D’abord, bien sûr que tu peux ressentir (compassion/sympathy) et comprendre (compréhension + ressenti = empathy).

Ensuite, ceux qui t’assène un gratuit « tu ne peux pas comprendre » ne parlent pas de toi mais d’eux-mêmes, comme tout le monde d’ailleurs (on ne fait que cela : parler de soi). Ils n’ont que des mots à leur disposition pour exprimer la confusion de leurs sentiments et là, précisément, les mots leur manquent. Donc « tu ne peux pas comprendre » veut juste dire « je ne comprends pas ce qu’il m’arrive. Alors qui es-tu toi pour prétendre me le dire ? » Bon, dit comme ça c’est inavouable, alors je le traduis : « c’est indicible. Je n’ai pas les mots pour décrypter/exprimer ce que je ressens. »

Dans de telles circonstances dramatiques, à vrai dire personne ne comprend personne ; et je vais t’expliquer pourquoi. Tout d’abord, notre cerveau est câblé pour donner un sens aux informations qu’il reçoit. Or ici, il « ne comprend pas » car il n’existe aucune explication rationnelle ; pas la peine de chercher. Mais l’admettre est difficile. Ensuite, vient se greffer un problème dialectique : une confusion sur la polysémie du mot « expérience ». Ce mot désigne et floute à la fois « l’objet » expérimentation et le « sujet » expérimentateur.
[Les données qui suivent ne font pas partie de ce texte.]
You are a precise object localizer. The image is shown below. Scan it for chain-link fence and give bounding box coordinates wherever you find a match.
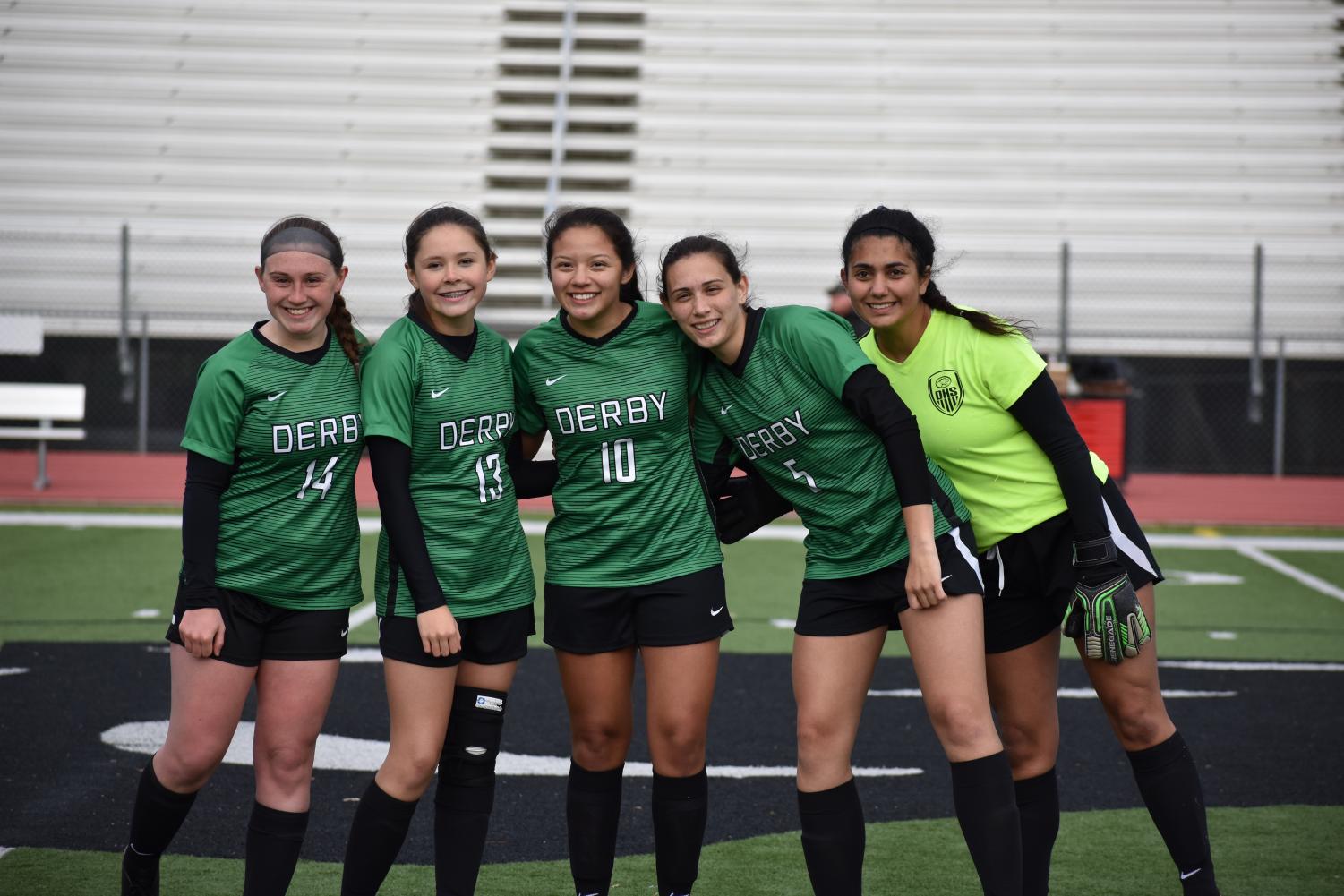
[0,233,1344,475]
Bref le « j’y étais » (comme d’autres > approche horizontale) versus « je l’ai vécu » (comme moi seul(e) > approche verticale).
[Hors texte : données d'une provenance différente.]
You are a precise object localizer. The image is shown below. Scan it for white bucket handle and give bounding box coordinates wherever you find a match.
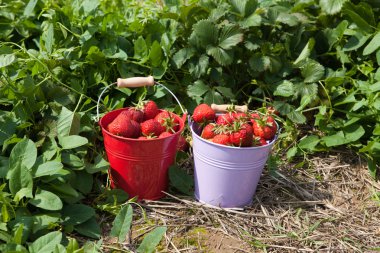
[96,76,187,121]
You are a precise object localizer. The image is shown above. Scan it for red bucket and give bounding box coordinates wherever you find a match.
[99,108,186,200]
Comme le mot ‘expérience’ couvre sans distinction une approche et objective et subjective, tout le monde se trompe en superposant une expérience-objet partagée (un même bonheur tel un anniversaire ou une même tragédie telle la perte d’un parent) sur une expérience-sujet unique (mon anniversaire, ma mère). Le problème survient quand quelqu’un veut t’imposer son vécu (erreur archi-courante du type « tu vas adorer / détester ») ou comme ici, te repousser par confusion des prédicats : « t’as pas vécu ce que j’ai vécu ». Exact ; personne d’ailleurs ! Et je l’affirme : aucun survivant du Bataclan n’a vécu ce que son voisin de concert a vécu. Or tous y étaient. A partir de là, personne ne peut « comprendre » ou « (re)vivre » ce que l’autre a vécu. CQFD.

Si ça t’a aidé et que tu es encore en train de boire un coup, bois-en un à ma santé ;-) Et si tu le veux, tu peux partager ça dans ta prochaine chronique.